El líder parpadeó confundido.

“¿Qué?” preguntó.

“A mil hombres,” explicó Merk. “Es lo que necesitas para este tatuaje. Y me lo dio el mismísimo Rey Tarnis.”

Todos lo miraban asombrados y un gran silencio cayó sobre el bosque, tan silencioso que Merk podía escuchar a los insectos rondar. Se preguntó qué pasaría ahora.

Uno de ellos empezó a reírse histéricamente—y todos los demás lo siguieron. Se rieron sin parar mientras Merk estaba parado ahí, claramente pensando que era lo más gracioso que habían oído.

“Esa es buena, chico,” dijo uno. “Eres tan bueno mintiendo como siendo monje.”

El líder acercó la daga más a su cuello, lo suficiente para empezar a sacar sangre.

“Dije que me respondas,” repitió el líder. “La verdad. ¿Quieres morir ahora, chico?”

Merk se quedó parado sintiendo el dolor y pensó en la pregunta—en realidad pensó en ella. ¿En verdad quería morir?
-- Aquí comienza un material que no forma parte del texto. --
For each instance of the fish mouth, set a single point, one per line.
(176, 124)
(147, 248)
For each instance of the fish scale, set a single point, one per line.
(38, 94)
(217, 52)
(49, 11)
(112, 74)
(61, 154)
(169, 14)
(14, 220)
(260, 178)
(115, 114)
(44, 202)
Era una buena pregunta, mucho más profunda que lo que suponía el ladrón. Mientras pensaba en ello, realmente pensando en ello, se dio cuenta que una parte de él sí quería morir. Estaba cansado de la vida, cansado hasta los huesos.

Pero mientras profundizaba en ello, Merk llegó a la conclusión de que no estaba listo para morir. Todavía no. No hoy. No cuando estaba a punto de empezar de nuevo. No cuando apenas empezaba a disfrutar la vida. Quería una oportunidad de cambiar. Quería la oportunidad de servir en la Torre, de convertirse en un Observador.

“La verdad es que no,” respondió Merk.

Finalmente miró a su captor a los ojos, con una determinación creciendo dentro de él.

“Y debido a eso,” continuó, “Te voy a dar una oportunidad de soltarme antes de que los mate a todos.”

Todos lo miraban en silencio hasta que el líder frunció el ceño y rompió en acción.

Merk sintió la hoja empezando a cortar su garganta y algo dentro de él tomó el control. Era su parte profesional, la que había entrenado toda su vida, la parte de él que ya no podía soportar. Significaba romper su voto; pero esto ya no le importaba.

El viejo Merk apareció tan pronto que era como si en realidad nunca se hubiera ido—y tan sólo en un parpadeó volvió al modo de asesino.

Merk se concentró y vio todos los movimientos de sus enemigos, cada contracción, cada punto de presión, cada vulnerabilidad. El deseo de matarlos lo envolvió como un viejo amigo, y Merk le permitió que tomara el control.

En un movimiento como de rayo, Merk tomó la muñeca del líder, hundió su dedo en un punto de presión, la doblo hasta que llegó a romperse, tomó la daga mientras caía y, en un sólo movimiento, cortó la garganta del hombre de oreja a oreja.

El líder ahora lo miró con una mirada de asombro antes de desplomarse al suelo, muerto.

Merk se volteó y miró a los otros, todos en silencio y con las bocas abiertas impactados.

Ahora era el turno de Merk para reír mientras los observaba, disfrutando de lo que estaba a punto de ocurrir.

“A veces, chicos,” dijo, “simplemente eligen molestar al hombre incorrecto.”